You are viewing a plain text version of this content. The canonical link for it is here.
Posted to dev@mahout.apache.org by Xiaobo Gu <gu...@gmail.com> on 2011/08/01 15:56:56 UTC

Re: What about a universal input data handling mechanism for Mahout?

When using sequenceFilesfromCsvFilter, what's the answer for the first
question, should we retain the headers?

Regards

On Thu, Jul 28, 2011 at 11:22 PM, Xiaobo Gu <gu...@gmail.com> wrote:
> I don't know how CSVVectorIterator is used, but
> SequenceFilesFromCsvFilter, there are a few questions,
> 1. The csv files should be without headers?
> 2. I think the protected void process(FileStatus fst, Path current)
> throws IOException  function of SequenceFilesFromCsvFilter is the
> point we can revise to make a csv to sequence converter, the idea is
> following:
>  a.  We must create a SequenceFile<Text, VectorWritable> file object
> and pass it's writer to SequenceFileFromCsvFilter as a constructor
> parameter, the coressponding sequenceFile is our destination.
> b. Forf each line extract the lable value and an encoder vector, then
> call writer.append(lable, new VectorWritable(vector)), which column is
> the lable and which columns contribute to the vector can be passed
> through command line arguments.
>
>
> Regards,
>
> Xiaobo Gu
>
> On Tue, Jul 26, 2011 at 5:50 PM, Grant Ingersoll <gs...@apache.org> wrote:
>> We do have:
>> SequenceFilesFromCsvFilter, although it is somewhat basic
>> CSVVectorIterator, which takes a CSV file and produces a dense vector
>>
>>
>> On Jul 26, 2011, at 3:58 AM, Ted Dunning wrote:
>>
>>> The critical design step here is to decide how to express the schema of the
>>> CSV file.  There is a beginning of this in the CsvRecordFactory, but I was
>>> never happy with the (lack of) speed.
>>>
>>> On Tue, Jul 26, 2011 at 12:10 AM, Sebastian Schelter <ss...@apache.org> wrote:
>>>
>>>> 2. SequenceFile is not file format that command line users can
>>>>> prepare, is there tool for converting CSV files into SequenceFiles
>>>>>
>>>>
>>>> I don't think we have that yet, but it would be very useful imho.
>>>>
>>
>> --------------------------
>> Grant Ingersoll
>>
>>
>>
>>
>

Re: What about a universal input data handling mechanism for Mahout?

Posted by Ted Dunning <te...@gmail.com>.
Yes.  CSV files should have header lines.

And there needs to be something else that specifies the field type.

On Mon, Aug 1, 2011 at 6:56 AM, Xiaobo Gu <gu...@gmail.com> wrote:

> When using sequenceFilesfromCsvFilter, what's the answer for the first
> question, should we retain the headers?
>
> Regards
>
> On Thu, Jul 28, 2011 at 11:22 PM, Xiaobo Gu <gu...@gmail.com>
> wrote:
> > I don't know how CSVVectorIterator is used, but
> > SequenceFilesFromCsvFilter, there are a few questions,
> > 1. The csv files should be without headers?
> > 2. I think the protected void process(FileStatus fst, Path current)
> > throws IOException  function of SequenceFilesFromCsvFilter is the
> > point we can revise to make a csv to sequence converter, the idea is
> > following:
> >  a.  We must create a SequenceFile<Text, VectorWritable> file object
> > and pass it's writer to SequenceFileFromCsvFilter as a constructor
> > parameter, the coressponding sequenceFile is our destination.
> > b.

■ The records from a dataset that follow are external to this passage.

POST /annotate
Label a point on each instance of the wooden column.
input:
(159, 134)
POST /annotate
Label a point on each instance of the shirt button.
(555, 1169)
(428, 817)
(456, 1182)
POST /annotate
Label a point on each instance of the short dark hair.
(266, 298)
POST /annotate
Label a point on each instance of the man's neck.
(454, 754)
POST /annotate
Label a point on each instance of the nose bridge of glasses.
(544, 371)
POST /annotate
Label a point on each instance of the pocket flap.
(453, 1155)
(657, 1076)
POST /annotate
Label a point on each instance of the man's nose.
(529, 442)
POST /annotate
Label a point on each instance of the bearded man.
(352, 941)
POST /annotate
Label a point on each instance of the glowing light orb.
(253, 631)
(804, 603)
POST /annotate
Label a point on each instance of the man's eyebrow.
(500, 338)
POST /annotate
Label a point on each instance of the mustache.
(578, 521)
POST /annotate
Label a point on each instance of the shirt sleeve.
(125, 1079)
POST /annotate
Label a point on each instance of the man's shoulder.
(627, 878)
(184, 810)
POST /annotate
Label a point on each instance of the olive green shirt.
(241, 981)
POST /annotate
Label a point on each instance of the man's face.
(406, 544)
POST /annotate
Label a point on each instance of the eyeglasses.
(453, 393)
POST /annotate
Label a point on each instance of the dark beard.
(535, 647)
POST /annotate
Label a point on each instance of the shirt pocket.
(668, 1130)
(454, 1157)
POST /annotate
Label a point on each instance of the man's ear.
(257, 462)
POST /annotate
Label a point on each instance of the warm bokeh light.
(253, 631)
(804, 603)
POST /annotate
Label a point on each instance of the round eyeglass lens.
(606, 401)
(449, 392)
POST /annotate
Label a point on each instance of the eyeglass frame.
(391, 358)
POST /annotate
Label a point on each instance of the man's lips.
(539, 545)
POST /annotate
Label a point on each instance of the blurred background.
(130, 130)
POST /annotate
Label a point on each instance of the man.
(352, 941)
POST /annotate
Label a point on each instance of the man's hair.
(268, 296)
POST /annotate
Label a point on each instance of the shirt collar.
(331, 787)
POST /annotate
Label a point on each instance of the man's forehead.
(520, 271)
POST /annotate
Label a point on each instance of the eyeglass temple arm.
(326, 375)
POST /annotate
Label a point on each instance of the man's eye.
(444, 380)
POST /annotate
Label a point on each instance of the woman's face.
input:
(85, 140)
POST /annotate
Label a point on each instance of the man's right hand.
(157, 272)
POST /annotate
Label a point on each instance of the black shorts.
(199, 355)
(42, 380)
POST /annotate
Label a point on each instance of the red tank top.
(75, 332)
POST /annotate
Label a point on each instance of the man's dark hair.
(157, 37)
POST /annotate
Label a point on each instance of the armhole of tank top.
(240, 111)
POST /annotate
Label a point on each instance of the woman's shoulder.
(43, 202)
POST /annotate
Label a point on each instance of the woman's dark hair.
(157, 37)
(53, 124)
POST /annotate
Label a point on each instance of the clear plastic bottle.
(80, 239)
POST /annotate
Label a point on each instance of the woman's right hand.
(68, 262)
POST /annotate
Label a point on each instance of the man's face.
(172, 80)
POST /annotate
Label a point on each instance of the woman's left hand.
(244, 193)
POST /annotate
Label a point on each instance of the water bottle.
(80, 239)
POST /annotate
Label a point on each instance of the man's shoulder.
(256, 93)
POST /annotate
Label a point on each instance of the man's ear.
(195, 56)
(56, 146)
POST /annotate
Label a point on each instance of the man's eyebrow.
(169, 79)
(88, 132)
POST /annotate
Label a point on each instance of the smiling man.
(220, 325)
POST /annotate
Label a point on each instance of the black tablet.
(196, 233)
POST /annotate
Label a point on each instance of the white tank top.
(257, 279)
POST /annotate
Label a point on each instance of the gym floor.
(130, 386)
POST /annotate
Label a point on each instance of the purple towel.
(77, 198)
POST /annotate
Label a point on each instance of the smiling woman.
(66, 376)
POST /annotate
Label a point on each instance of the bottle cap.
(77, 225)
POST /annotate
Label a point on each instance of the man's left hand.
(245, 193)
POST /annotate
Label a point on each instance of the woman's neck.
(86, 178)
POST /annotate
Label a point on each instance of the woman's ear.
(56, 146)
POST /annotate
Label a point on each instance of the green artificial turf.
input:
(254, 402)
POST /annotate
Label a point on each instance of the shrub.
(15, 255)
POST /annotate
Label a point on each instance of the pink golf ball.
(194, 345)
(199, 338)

Forf each line extract the lable value and an encoder vector, then
> > call writer.append(lable, new VectorWritable(vector)), which column is
> > the lable and which columns contribute to the vector can be passed
> > through command line arguments.
> >
> >
> > Regards,
> >
> > Xiaobo Gu
> >
> > On Tue, Jul 26, 2011 at 5:50 PM, Grant Ingersoll <gs...@apache.org>
> wrote:
> >> We do have:
> >> SequenceFilesFromCsvFilter, although it is somewhat basic
> >> CSVVectorIterator, which takes a CSV file and produces a dense vector
> >>
> >>
> >> On Jul 26, 2011, at 3:58 AM, Ted Dunning wrote:
> >>
> >>> The critical design step here is to decide how to express the schema of
> the
> >>> CSV file.  There is a beginning of this in the CsvRecordFactory, but I
> was
> >>> never happy with the (lack of) speed.
> >>>
> >>> On Tue, Jul 26, 2011 at 12:10 AM, Sebastian Schelter <ss...@apache.org>
> wrote:
> >>>
> >>>> 2. SequenceFile is not file format that command line users can
> >>>>> prepare, is there tool for converting CSV files into SequenceFiles
> >>>>>
> >>>>
> >>>> I don't think we have that yet, but it would be very useful imho.
> >>>>
> >>
> >> --------------------------
> >> Grant Ingersoll
> >>
> >>
> >>
> >>
> >
>